Saturday, January 26, 2008

NY Times: Inside the lending spree at Countrywide Financial

It's a bit of a long article, but the New York Times tells us how it went down in Countrywide Financial, one of the poster children for the subprime fiasco. I'm not going to put the whole article up here, but you can read the whole thing if interested. If you are, skip the spoilers below.

This is basically a tale of greed - is anyone surprised? Countrywide gave their salespeople financial incentives to steer consumers to loans that were the most profitable for Countrywide. It goes without saying that consumers didn't always get the cheapest loans they would have qualified for.

Countrywide's computer systems excluded borrowers' cash reserves until last September (by which time Countrywide was already in financial distress). If it had not, some borrowers could have qualified for lower-cost loans than they received.
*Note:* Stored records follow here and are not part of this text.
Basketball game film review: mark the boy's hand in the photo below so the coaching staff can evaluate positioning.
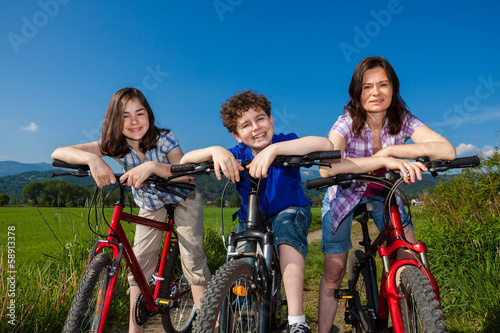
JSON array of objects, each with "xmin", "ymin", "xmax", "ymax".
[
  {"xmin": 88, "ymin": 157, "xmax": 116, "ymax": 188},
  {"xmin": 246, "ymin": 146, "xmax": 276, "ymax": 178},
  {"xmin": 211, "ymin": 147, "xmax": 244, "ymax": 183}
]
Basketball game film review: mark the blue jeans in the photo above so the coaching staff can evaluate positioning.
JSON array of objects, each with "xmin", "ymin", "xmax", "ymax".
[
  {"xmin": 235, "ymin": 205, "xmax": 312, "ymax": 260},
  {"xmin": 321, "ymin": 192, "xmax": 412, "ymax": 254}
]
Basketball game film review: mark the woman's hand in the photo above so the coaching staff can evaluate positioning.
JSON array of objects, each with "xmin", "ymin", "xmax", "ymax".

Meanwhile, Angelo Mozilo, Countrywide's preternaturally bronzed CEO, sold hundreds of millions of dollars worth of stock, including on the way down to nearly zero. He hasn't made a share purchase since 1987. In other words, he wasn't willing to put his money where his mouth was, in his own business. It's also regarded as bad form to sell when the stock is going down. Stocks can go down when a company is suffering through correctable problems and is investing in its future, so a good CEO should in fact be buying on the way down. Countrywide was also incredibly generous with stock option grants. Companies that are overly generous with options are basically giving shareholders' money away (although options are not bad per se, and are used well by companies like American Express and Microsoft).

And Countrywide continued to have lax lending standards even pretty late into the crisis.

I think I read a survey somewhere, showing that Americans were somewhat in favor of extending aid to at least some borrowers, but were dead against extending any aid to the lenders. I find that a reasonable proposition. The problem is it will be very, very difficult to do that.

As for Countrywide, it is to be acquired by Bank of America. Countrywide was the nation's biggest mortgage servicing platform, and allowing it do die completely would make it harder for people to get mortgages. I've heard bad things about Bank of America's customer service, but they will at least enact stricter lending standards, and they will have the financial resources to cut some borrowers a break so that they can repay their loans. They have no legal requirement to do so, although it would be in their financial interest as well as good PR.

As for Mozilo, it will be hard to prove criminal or civil wrongdoing. One Senator (a Democrat and a man, but I forget his name) asked Mozilo to give away most of his profits to charity. You think he will?

It is within the remit of the Federal Reserve to control lending standards. Alan Greenspan, because of his ideology, refused to even consider doing so. When he cut interest rates after the tech bubble burst, his ideology blinded him to the fact that he was igniting a preventable bubble in housing. Now, some say he should not have cut interest rates so deep; I don't believe I have the information to say that he should not have. However, he could and should have controlled lending standards, but he did not do so. He should share in the blame for this crisis, and I hope the present Chairman of the Federal Reserve, Ben Bernanke, will do better. Bernanke is a Republican, but he seems a smart man.